Thoughts on Waiting
If you have been writing for any length of time, then you already know about the challenges of waiting.
- “Thanks for sending me your poem! I’ll try to read it next week.”
- “I’m sorry I didn’t get a change to look at your story yet.”
- “If you haven’t heard from us in 60 days, consider it a pass.”
Whether you have built a thriving career or you write as a hobby with no plans to go pro, the moment in time you release your work to another person’s review begins the wait. The wait for a reaction. For feedback. For criticism – or praise. It is an integral part of the business and craft of writing, and there is no denying that it is hard. Distraction often serves as a second-rate cure for the slowness of time spent waiting.
The Christian writer hears it from all sides. Wait on the Lord. Wait on your critique partner or editor. Wait on the submission process. The stance of passive waiting wears on a person because waiting is a surrender of control and influence. Waiting, like faith, requires submitting to a power not your own, flexing the same weak trust muscle used in giving up on self-reliance and placing faith in an unseen God. The Christian writer might well ask, if my readers don’t want passive writing, then does my God want passive living?
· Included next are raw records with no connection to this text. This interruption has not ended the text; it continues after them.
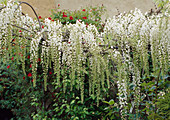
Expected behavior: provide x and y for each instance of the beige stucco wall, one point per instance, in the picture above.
(43, 7)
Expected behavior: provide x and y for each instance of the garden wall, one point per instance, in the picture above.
(43, 6)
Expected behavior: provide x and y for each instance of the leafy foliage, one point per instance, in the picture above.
(54, 71)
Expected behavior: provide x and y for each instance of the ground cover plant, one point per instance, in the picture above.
(70, 70)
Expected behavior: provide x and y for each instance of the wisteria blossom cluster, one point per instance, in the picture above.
(119, 53)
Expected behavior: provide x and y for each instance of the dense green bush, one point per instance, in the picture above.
(121, 73)
(88, 15)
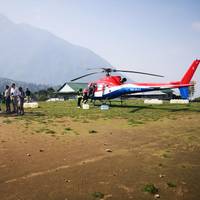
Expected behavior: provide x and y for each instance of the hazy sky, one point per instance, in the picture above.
(148, 35)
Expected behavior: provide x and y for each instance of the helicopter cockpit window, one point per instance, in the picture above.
(99, 86)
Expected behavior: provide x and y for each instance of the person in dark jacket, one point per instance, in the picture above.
(20, 104)
(79, 97)
(7, 98)
(28, 95)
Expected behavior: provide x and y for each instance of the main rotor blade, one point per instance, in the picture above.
(137, 72)
(84, 76)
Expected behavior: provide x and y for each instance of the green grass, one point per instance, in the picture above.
(134, 111)
(7, 121)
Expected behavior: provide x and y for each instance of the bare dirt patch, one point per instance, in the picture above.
(65, 159)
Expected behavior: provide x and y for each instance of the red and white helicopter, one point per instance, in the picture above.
(110, 87)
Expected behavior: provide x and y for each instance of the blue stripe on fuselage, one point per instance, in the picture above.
(122, 91)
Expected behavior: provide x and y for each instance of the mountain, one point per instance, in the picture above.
(24, 85)
(34, 55)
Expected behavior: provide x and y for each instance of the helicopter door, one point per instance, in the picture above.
(99, 91)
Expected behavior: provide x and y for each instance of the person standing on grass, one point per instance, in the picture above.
(79, 97)
(0, 102)
(20, 101)
(14, 94)
(7, 98)
(28, 95)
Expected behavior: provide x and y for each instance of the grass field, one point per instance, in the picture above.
(133, 151)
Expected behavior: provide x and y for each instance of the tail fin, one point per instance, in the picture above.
(189, 74)
(184, 91)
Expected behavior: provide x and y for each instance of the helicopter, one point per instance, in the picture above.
(111, 87)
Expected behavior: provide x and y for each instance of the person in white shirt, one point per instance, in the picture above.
(14, 94)
(7, 98)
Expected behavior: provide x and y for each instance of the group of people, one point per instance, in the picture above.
(84, 95)
(14, 97)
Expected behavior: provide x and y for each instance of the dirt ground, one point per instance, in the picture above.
(101, 159)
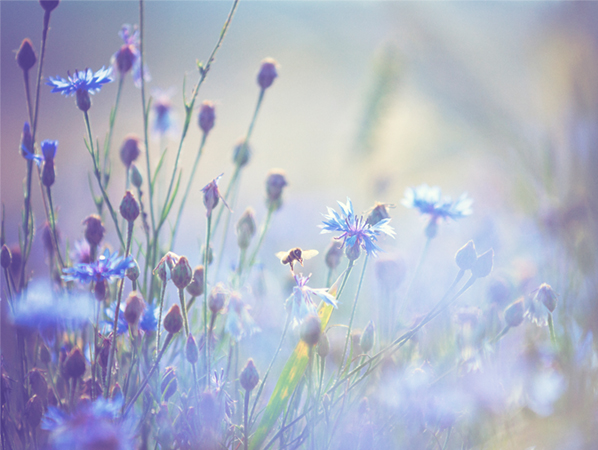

Dozens of verses in Scripture address waiting. When we think about waiting, we often focus on the passage of some gap of time, but the word has a larger meaning that is available to us. If we choose, then to wait is to expect. In my Bible, the word wait is occasionally footnoted as hope. Isaiah 40:31 promises, “Yet those who wait for the Lord will gain new strength; they will mount up with wings like eagles, they will run and not get tired, they will walk and not become weary,” and Psalm 119: 147 reads, “I rise before dawn and cry for help; I wait for Your words.” These verses discuss hopeful waiting, expectant waiting, and naturally, we act and expect based on what we earnestly believe to be true. In faith and in waiting, believing is an active choice, not a passive one.
You can’t wait faster, but you can wait better. Whether you are waiting for divine guidance or feedback on a short article, you have a choice between bemoaning slow time or keeping your eyes on the hope of how God plans to bless you or teach you through both the time and the outcome.